On 5 July 2013 01:51, Gábor Molnár <gabor.molnar@sch.bme.hu> wrote:
> An important detail was left out:
>   3.3. step: if the entry was inserted, set the reference flag to true on
> it.
>
>
> 2013/7/5 Gábor Molnár <gabor.molnar@sch.bme.hu>
>>
>> This a proposal for a seemingly minor change, that could make it possible
>> to implement
>> a streaming encoder/decoder for the compression spec, and make the
>> decoding process
>> simpler. It would also eliminate certain corner cases, like the shadowing
>> problem.
>>
>> There's a lot of talk recently on enforcing the memory usage limits of the
>> compression
>> spec. There's one component however, that we don't take into account when
>> computing
>> the memory usage of compression implementations: it's the Working Set.
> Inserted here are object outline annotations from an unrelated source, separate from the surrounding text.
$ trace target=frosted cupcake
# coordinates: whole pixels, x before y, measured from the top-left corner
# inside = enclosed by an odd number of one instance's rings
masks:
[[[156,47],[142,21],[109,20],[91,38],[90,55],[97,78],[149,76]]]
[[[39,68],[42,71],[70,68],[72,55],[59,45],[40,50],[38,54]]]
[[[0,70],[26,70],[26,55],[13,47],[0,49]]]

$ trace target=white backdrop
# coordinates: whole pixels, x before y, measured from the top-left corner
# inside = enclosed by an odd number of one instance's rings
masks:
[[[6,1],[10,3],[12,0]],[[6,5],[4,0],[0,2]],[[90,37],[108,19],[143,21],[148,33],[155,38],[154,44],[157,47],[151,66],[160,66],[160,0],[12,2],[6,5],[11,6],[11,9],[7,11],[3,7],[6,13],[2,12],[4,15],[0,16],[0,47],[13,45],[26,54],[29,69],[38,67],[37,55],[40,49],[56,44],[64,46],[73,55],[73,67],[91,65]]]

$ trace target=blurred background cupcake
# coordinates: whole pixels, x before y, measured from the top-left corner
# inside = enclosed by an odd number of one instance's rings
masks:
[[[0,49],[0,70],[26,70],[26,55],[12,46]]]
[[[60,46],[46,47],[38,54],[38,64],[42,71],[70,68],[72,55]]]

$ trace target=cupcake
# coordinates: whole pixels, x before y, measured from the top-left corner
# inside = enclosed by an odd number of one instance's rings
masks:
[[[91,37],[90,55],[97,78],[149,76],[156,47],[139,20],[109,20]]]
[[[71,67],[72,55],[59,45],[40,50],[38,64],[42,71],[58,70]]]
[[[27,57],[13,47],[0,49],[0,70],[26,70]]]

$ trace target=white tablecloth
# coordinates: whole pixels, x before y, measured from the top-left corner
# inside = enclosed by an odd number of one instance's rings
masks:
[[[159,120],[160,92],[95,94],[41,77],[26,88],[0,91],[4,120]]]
The
>> problem
>> is that it can grow without bounds, since as far as I know, HTTP does not
>> impose limits
>> on the size of the header set. I tried to come up with a decoder
>> implementation
>> architecture for the compression spec that would not have to store the
>> whole set in the
>> memory.
>>
>> Such a decoder would instead stream the output of the decoding process,
>> header by
>> header. This seems to be a legitimate approach, since most of the
>> memory-conscious
>> parsers I know are implemented as streaming parsers (streaming json, xml,
>> http, ... parsers). Gzip, the base of the previously used header
>> compression mechanism
>> is a streaming compressor/decompressor as well, of course.
>>
>> It turns out that it is not possible to implement the current spec as a
>> streaming parser.
>> The only reason is this: if an entry gets inserted into the working set,
>> it is not guaranteed
>> that it will remain there until the end of the decompression process,
>> since it could be
>> deleted any time. Because of this, it is not possible to emit any headers
>> until the end
>> of the process.
>>
>> I propose a simple change, that could, however, guarantee this: in header
>> blocks, Indexed
>> Representations should come first. This would guarantee that after the
>> Indexed
>> Representations are over, there will be no deletion from the Working Set.
>> This is the only
>> thing that would have to be changed. Existing decoding process can be
>> applied as if nothing
>> would change.
>>
>> But it is now possible to implement a streaming, and - as a side effect -
>> much simpler
>> decoder like this:
>>
>> 0. There's only one component: the Header Table. An entry in the Header
>> Table is a
>>     name-value pair with an index (just like before), and a 'reference'
>> flag that is not set by
>>     default.
>> 1. First phase of decoding: dealing with indexed representations. Indexed
>> representations
>>     simply flip the 'reference' flag on the entry they reference.
>> 2. Second phase of decoding: before starting the processing of literal
>> representations, emit
>>     every name-value pair that is flagged in the Header Table.
>> 3. Third phase of decoding: for every literal representations:
>>   1. emit the name-value pair
>>   2. insert it in the table if needed (incremental or substitution
>> indexing with table size
>>       enforcement)
>> 4. When a new header block arrives, jump to 1.
>>
>> It is maybe not obvious at first, but this process is equivalent the the
>> current decoding process,
>> if indexed representations come first. Please point out corner cases if
>> you find any.
>>
>> I think that the 'Indexed Representations come first' pattern is something
>> that comes naturally
>> when implementing an encoder. Even examples in the spec can remain
>> unchanged, since they
>> follow this pattern already.
>>
>> Regards,
>>   Gábor
>
>
Received on Friday, 5 July 2013 17:39:14 UTC